It is detailed terrain for an entire planet, and figures are at around 10Mbps for just terrain without buildings.

Assuming you're flying at 800kmh in something like an airbus A380, you're flying 13.3km each minute, uncovering a large part of a new circle/sphere of terrain with a radius of 13km (half of it overlaps with old already-downloaded terrain). That's half of 555km squared of terrain. That's a lot of terrain. If you want that terrain to be fairly accurate, you'll want to see at least meter accuracy near the plane (if you're near the ground you'll want to see one datapoint of terrain per meter or more), with lower levels of detail as you get further away. Add onto that things like the placement of trees, bushes, rocks, and all the texture data of the terrain (probably an index into existing possibly procedural textures), and you've got a lot of data that needs to be transferred.
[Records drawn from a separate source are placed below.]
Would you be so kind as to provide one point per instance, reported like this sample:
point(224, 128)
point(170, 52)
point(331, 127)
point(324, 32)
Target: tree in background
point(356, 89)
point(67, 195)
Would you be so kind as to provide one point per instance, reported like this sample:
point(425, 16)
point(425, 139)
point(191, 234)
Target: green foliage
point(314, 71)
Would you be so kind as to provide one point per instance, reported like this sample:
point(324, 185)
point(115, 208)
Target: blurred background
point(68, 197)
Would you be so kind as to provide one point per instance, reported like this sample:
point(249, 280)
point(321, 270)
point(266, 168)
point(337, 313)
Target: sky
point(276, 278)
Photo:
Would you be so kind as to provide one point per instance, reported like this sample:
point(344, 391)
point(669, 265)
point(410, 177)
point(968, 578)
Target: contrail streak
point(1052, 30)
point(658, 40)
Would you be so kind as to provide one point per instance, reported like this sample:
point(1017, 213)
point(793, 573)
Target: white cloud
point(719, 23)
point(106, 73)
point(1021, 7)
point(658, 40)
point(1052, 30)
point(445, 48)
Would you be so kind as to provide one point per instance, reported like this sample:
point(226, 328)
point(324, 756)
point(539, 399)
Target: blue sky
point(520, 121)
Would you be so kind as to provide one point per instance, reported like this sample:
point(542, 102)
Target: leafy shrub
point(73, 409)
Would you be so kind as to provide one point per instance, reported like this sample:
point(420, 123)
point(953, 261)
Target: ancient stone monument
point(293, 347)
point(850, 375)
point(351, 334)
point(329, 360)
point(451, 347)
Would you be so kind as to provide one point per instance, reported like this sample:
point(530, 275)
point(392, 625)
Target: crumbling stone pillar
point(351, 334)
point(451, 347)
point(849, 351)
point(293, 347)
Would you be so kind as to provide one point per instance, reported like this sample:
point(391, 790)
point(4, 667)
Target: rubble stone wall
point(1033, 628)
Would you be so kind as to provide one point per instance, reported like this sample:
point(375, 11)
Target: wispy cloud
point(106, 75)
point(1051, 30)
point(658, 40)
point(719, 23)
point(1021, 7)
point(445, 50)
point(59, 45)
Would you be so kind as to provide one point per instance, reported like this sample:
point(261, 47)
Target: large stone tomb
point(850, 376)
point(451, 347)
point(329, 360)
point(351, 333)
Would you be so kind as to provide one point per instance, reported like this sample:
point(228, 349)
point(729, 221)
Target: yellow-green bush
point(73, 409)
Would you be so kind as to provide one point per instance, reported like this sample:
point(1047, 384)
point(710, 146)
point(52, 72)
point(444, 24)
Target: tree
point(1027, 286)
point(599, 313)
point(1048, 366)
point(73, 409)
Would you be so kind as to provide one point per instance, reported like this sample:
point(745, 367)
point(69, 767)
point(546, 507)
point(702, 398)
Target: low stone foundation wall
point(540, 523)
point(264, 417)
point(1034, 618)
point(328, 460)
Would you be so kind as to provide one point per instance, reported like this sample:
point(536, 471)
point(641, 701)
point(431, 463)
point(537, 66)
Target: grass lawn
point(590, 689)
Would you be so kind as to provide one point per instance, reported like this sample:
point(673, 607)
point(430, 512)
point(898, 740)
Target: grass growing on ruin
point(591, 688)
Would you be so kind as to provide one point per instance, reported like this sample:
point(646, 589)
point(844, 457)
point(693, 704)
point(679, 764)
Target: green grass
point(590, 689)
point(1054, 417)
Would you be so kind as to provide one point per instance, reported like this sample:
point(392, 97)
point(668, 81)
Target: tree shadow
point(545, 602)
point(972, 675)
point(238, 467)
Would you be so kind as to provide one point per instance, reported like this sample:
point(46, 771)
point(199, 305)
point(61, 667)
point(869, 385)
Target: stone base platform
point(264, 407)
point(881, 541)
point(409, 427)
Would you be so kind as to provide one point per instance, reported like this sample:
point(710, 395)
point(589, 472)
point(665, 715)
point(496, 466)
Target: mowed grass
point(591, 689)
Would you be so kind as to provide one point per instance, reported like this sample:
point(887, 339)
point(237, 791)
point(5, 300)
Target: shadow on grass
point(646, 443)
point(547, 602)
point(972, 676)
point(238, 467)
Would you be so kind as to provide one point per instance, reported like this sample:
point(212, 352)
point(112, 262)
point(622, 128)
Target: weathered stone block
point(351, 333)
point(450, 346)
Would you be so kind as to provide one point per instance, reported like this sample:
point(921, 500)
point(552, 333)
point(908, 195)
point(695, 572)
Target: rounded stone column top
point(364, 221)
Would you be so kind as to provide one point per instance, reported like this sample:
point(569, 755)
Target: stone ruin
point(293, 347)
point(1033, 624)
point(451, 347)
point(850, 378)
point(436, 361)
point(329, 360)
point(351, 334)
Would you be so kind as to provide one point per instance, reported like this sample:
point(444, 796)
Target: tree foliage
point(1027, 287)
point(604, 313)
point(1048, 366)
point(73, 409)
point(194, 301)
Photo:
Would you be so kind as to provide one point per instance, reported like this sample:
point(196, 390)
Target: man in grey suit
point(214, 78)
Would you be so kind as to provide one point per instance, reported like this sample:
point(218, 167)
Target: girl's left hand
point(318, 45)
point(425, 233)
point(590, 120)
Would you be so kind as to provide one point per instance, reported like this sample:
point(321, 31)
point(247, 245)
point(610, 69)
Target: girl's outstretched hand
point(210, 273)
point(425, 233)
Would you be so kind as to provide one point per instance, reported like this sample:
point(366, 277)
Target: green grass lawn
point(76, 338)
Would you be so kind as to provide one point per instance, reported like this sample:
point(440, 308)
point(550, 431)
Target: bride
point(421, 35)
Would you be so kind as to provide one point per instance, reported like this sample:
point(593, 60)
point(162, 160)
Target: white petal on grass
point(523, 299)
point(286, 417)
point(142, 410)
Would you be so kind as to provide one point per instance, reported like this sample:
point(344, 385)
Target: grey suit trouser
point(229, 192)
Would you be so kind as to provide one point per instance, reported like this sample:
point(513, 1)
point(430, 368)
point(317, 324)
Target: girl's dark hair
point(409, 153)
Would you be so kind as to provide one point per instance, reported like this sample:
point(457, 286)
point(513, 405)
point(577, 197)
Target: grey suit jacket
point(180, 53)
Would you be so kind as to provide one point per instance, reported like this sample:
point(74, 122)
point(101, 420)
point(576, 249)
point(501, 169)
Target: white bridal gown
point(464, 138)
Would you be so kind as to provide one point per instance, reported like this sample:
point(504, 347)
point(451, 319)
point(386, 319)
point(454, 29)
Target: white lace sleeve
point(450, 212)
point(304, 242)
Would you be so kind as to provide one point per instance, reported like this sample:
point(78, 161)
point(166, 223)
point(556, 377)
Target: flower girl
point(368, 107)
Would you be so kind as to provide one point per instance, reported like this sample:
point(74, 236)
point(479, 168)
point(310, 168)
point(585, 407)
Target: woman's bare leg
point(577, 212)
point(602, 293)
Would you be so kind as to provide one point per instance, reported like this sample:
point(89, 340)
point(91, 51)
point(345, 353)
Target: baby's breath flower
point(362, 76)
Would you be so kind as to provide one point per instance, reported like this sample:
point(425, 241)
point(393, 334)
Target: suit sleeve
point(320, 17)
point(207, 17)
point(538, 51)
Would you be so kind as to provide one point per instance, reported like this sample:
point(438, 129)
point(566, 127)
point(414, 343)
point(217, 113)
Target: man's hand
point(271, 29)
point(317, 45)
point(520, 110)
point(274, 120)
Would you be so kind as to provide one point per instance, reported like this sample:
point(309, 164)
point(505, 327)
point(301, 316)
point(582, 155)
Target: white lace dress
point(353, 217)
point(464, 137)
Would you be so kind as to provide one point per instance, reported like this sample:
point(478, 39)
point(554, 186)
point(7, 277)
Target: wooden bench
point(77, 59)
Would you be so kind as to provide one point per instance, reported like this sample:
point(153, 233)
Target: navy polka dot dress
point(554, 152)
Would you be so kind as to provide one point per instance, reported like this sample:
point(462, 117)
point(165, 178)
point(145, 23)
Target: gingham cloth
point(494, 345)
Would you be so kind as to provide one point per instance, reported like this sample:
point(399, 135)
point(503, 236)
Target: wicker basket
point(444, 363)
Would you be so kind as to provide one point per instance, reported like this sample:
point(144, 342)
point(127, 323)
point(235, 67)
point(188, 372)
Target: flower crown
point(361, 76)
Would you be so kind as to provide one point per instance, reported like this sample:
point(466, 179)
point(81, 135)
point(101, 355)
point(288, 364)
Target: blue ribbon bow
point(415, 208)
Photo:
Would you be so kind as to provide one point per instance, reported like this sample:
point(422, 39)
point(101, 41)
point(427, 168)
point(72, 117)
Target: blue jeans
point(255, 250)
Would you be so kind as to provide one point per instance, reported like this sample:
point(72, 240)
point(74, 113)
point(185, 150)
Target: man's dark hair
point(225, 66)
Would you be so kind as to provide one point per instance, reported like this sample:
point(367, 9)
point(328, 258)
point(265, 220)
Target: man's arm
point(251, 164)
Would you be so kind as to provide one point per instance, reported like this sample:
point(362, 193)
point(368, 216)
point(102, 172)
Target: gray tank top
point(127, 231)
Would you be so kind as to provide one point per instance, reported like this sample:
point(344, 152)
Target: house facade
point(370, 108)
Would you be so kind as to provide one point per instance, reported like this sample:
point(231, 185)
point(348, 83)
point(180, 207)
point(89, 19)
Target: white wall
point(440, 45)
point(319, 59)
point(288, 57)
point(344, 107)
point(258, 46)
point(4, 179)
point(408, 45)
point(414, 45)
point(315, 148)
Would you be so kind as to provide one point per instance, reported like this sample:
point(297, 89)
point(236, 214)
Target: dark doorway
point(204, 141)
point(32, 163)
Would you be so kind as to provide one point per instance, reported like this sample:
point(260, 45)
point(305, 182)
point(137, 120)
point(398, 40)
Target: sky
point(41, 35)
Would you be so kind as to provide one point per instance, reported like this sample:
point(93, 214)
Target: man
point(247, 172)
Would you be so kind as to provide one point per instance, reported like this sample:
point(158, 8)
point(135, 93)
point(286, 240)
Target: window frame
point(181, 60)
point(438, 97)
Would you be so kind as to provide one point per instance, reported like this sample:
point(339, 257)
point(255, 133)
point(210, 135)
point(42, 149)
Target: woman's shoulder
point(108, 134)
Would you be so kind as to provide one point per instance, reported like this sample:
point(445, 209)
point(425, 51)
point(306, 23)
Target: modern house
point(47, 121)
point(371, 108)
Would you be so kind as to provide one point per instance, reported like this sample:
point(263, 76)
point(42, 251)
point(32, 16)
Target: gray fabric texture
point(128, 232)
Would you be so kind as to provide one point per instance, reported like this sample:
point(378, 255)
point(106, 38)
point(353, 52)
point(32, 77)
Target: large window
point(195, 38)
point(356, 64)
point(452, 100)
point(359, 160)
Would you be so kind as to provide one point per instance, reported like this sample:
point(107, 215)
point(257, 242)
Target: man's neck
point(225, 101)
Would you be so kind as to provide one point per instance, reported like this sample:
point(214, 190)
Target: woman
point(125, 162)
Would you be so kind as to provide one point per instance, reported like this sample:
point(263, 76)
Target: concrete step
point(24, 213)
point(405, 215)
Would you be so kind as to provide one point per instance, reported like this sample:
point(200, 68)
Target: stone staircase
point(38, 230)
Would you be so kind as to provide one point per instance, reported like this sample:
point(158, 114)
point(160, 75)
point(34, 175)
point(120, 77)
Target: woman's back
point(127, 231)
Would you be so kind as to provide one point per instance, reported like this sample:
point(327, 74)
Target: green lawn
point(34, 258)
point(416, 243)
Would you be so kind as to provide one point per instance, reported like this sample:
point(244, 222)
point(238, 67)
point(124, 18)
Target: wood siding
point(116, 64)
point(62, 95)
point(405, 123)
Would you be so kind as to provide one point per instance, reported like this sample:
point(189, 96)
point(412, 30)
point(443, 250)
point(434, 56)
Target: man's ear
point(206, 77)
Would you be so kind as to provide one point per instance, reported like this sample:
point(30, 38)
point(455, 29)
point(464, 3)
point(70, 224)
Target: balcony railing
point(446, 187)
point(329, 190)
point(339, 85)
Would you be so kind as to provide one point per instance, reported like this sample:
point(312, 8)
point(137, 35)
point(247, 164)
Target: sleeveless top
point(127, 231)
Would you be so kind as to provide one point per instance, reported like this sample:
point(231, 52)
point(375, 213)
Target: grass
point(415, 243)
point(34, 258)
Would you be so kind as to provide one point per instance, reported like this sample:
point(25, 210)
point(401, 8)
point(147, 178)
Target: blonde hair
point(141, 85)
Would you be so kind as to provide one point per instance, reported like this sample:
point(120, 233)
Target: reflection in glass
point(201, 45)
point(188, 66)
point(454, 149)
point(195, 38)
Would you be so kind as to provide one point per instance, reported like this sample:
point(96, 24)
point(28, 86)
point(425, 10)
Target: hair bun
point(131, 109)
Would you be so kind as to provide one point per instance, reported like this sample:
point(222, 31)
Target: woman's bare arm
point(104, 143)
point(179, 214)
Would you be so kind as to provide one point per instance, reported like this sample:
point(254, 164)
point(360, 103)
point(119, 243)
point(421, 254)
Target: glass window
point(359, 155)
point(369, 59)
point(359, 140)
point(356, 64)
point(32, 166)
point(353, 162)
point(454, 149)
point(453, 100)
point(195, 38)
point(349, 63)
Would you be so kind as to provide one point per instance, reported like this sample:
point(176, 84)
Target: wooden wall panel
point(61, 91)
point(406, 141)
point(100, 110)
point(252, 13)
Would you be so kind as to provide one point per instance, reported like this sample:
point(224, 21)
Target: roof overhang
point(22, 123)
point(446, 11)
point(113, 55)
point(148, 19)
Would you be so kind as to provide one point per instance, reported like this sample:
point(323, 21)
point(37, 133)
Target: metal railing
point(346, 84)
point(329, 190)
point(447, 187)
10Mbps seems pretty fair for all of that.

Also terrain data is updated regularly, and you might not want to keep around old terrain in the first place. There are reasons like players only flying some routes once and never again, and if you save all of mozambique for someone who actually only flies around in the US that's bad too.

EDIT: Buildings of course cost extra. Airports take up a bit of bandwidth each time you take off or land, as they are probably custom modeled. Cities like NY or LA though will have a ton of custom modeled buildings and textures, and those cost a lot of bandwidth.